Cell surface adrenergic receptor stimulation modifies the endothelial response to SIRS. Systemic Inflammatory Response Syndrome.

The complex pathway seen in patients with the systemic inflammatory response syndrome (SIRS) does not readily respond to mediator blockade. All such trials conducted in SIRS patients have shown no benefit in reducing mortality. We have shown experimentally that in sepsis, the administration of beta 2-adrenoceptor agonists reduces hepatic cellular injury, whereas administration of an alpha 1-adrenoceptor agonist increases hepatic cellular injury. Inflammatory mediators can cause a dose-related reversible change in target endothelial cells (ECs). There is a substantial body of literature describing the anti-inflammatory effects of beta 2-adrenoceptor agonists. They reduce both the increased permeability and the production of inflammatory mediators from ECs. Cellular transduction processes are involved when adrenergic receptor agonists modify either the anti-inflammatory or proinflammatory response to sepsis in ECs. Inflammatory mediators and alpha 1-adrenoceptor agonists stimulate their trimeric G protein-linked receptors to produce diacylglycerol (DAG) and increase the intracellular concentration of calcium. DAG is involved in the production of both inflammatory proteins and lipids.

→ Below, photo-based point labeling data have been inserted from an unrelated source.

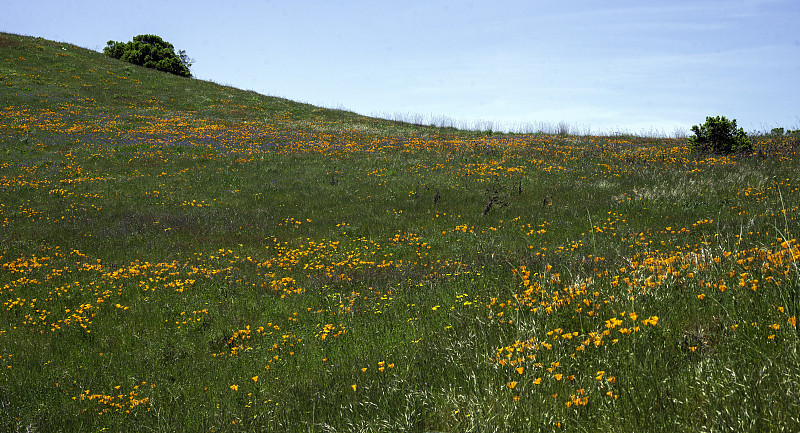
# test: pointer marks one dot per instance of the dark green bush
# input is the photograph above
(152, 52)
(719, 135)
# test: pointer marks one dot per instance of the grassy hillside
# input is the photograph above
(176, 255)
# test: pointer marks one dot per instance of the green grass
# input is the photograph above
(177, 255)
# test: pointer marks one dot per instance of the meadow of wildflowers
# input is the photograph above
(177, 255)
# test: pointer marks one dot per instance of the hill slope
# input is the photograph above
(177, 255)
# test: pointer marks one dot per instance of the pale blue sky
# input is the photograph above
(606, 65)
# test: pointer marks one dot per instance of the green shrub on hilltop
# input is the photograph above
(152, 52)
(719, 135)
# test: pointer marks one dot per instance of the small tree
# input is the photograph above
(152, 52)
(719, 135)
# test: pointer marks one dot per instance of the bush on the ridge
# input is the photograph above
(719, 135)
(152, 52)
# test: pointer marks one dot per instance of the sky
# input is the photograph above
(635, 66)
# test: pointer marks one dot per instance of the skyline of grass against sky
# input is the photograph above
(606, 66)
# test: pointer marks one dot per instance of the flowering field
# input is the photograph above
(177, 255)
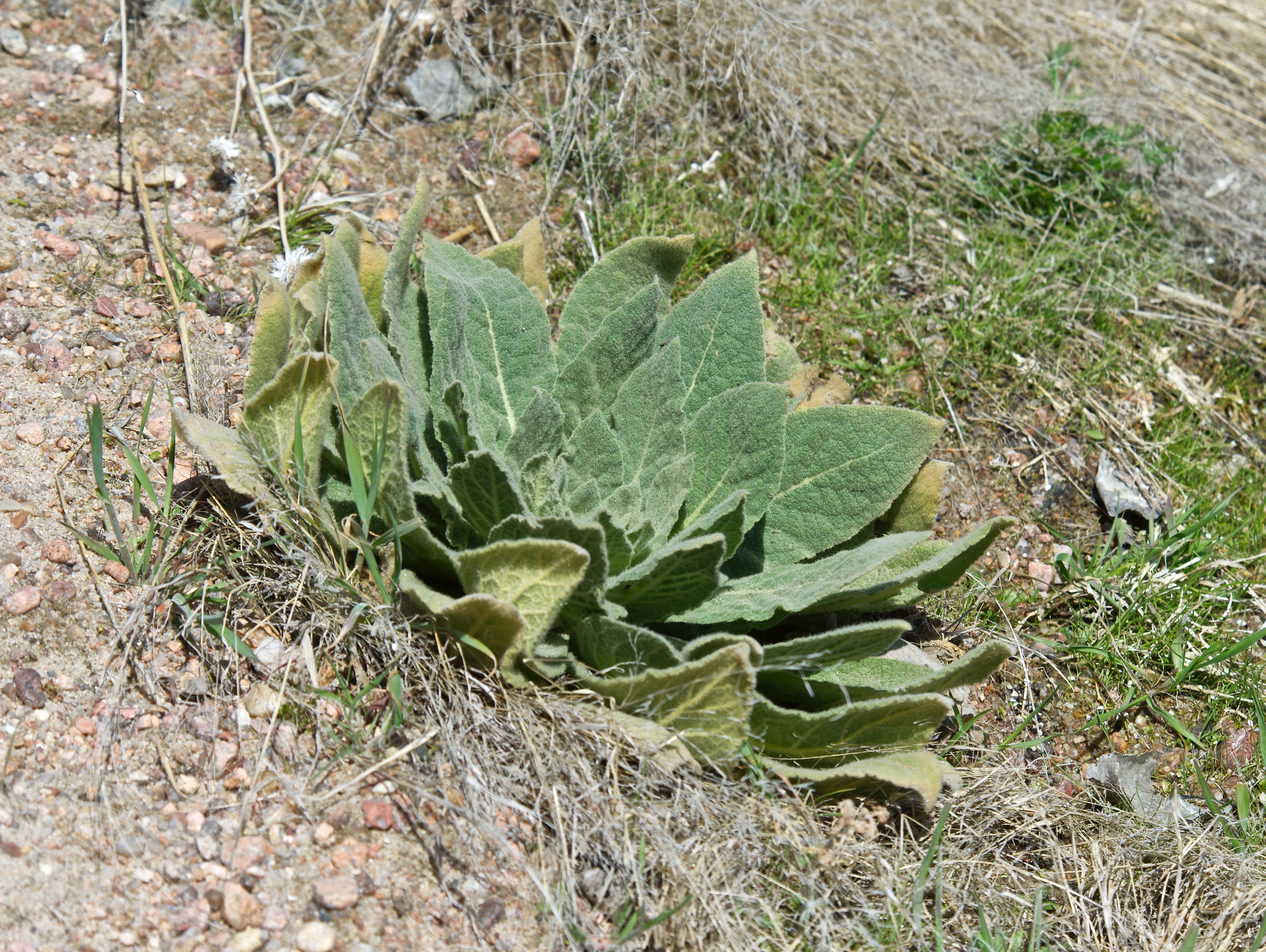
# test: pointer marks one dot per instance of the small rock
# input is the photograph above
(57, 358)
(442, 89)
(117, 570)
(269, 650)
(336, 892)
(61, 590)
(60, 551)
(241, 911)
(203, 236)
(30, 688)
(1234, 754)
(250, 852)
(275, 918)
(261, 700)
(316, 937)
(1042, 574)
(63, 247)
(31, 433)
(223, 752)
(169, 352)
(249, 941)
(208, 840)
(490, 912)
(378, 815)
(522, 149)
(13, 42)
(23, 601)
(131, 846)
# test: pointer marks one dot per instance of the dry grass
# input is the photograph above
(597, 822)
(775, 87)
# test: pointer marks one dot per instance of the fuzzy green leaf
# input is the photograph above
(650, 425)
(635, 269)
(496, 625)
(620, 550)
(382, 416)
(777, 593)
(589, 537)
(675, 579)
(874, 677)
(540, 431)
(454, 426)
(422, 597)
(706, 702)
(304, 388)
(355, 341)
(539, 483)
(490, 333)
(726, 518)
(594, 378)
(708, 644)
(613, 647)
(780, 359)
(525, 258)
(737, 441)
(721, 333)
(485, 490)
(594, 454)
(816, 653)
(223, 449)
(663, 503)
(916, 509)
(537, 576)
(915, 772)
(831, 737)
(922, 570)
(845, 466)
(272, 344)
(406, 306)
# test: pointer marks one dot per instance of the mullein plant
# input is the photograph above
(639, 507)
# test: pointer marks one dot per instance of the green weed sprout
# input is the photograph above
(639, 507)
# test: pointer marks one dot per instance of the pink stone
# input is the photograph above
(250, 851)
(23, 601)
(31, 433)
(378, 815)
(336, 892)
(241, 910)
(60, 551)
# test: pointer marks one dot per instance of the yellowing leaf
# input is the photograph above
(916, 509)
(536, 576)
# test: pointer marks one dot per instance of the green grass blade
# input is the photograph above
(921, 882)
(1036, 932)
(216, 626)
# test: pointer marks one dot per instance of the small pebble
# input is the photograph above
(336, 892)
(23, 601)
(131, 846)
(249, 940)
(316, 937)
(378, 815)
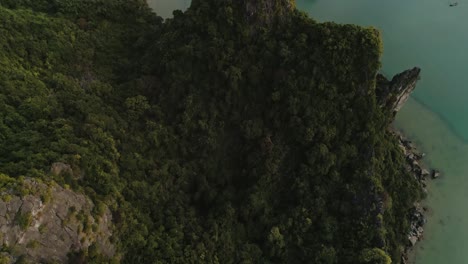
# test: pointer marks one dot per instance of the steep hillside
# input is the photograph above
(236, 132)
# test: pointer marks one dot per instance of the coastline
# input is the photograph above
(417, 215)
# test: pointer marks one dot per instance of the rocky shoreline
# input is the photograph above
(392, 95)
(422, 175)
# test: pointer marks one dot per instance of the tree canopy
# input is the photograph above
(214, 138)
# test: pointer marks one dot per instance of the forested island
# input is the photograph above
(235, 132)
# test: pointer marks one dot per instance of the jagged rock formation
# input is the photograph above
(393, 94)
(44, 222)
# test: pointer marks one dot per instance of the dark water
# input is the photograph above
(433, 36)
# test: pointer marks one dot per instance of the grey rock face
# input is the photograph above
(48, 222)
(394, 94)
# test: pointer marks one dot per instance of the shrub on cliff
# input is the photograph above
(213, 137)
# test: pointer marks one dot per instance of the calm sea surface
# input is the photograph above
(433, 36)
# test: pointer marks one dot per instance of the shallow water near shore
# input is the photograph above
(433, 36)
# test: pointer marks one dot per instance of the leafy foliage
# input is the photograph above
(213, 138)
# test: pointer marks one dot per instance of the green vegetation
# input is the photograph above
(24, 220)
(212, 138)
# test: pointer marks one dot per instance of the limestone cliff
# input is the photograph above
(44, 222)
(394, 93)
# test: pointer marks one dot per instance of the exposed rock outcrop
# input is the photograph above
(393, 94)
(44, 222)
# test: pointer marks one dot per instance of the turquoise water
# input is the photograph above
(433, 36)
(164, 8)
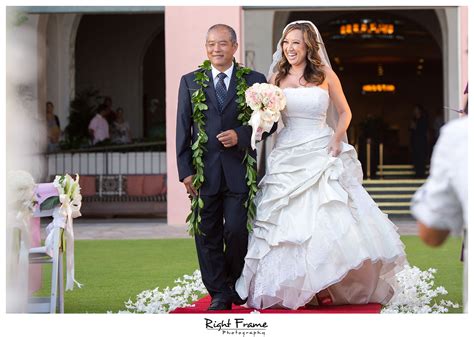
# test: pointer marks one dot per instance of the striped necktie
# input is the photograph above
(221, 90)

In addition, mitogen-activated protein kinase (MAPK) is activated which is also involved in the production of inflammatory proteins and lipids. beta 2-adrenoceptor agonists activate their trimeric G protein-linked receptors to produce the stimulatory G protein (Gs). Gs stimulates adenyl cyclase to form cyclic adenosine monophosphate (cAMP) and activate protein kinase A (PKA). PKA is involved in activating gene transcription agents to produce anti-inflammatory proteins such as interleukin-10. PKA also inhibits phospholipase C and MAPK. Although promising, the use of beta-adrenoceptor agonists or agonists that increase cellular cAMP to activate the cells' endogenous anti-inflammatory pathway requires further study.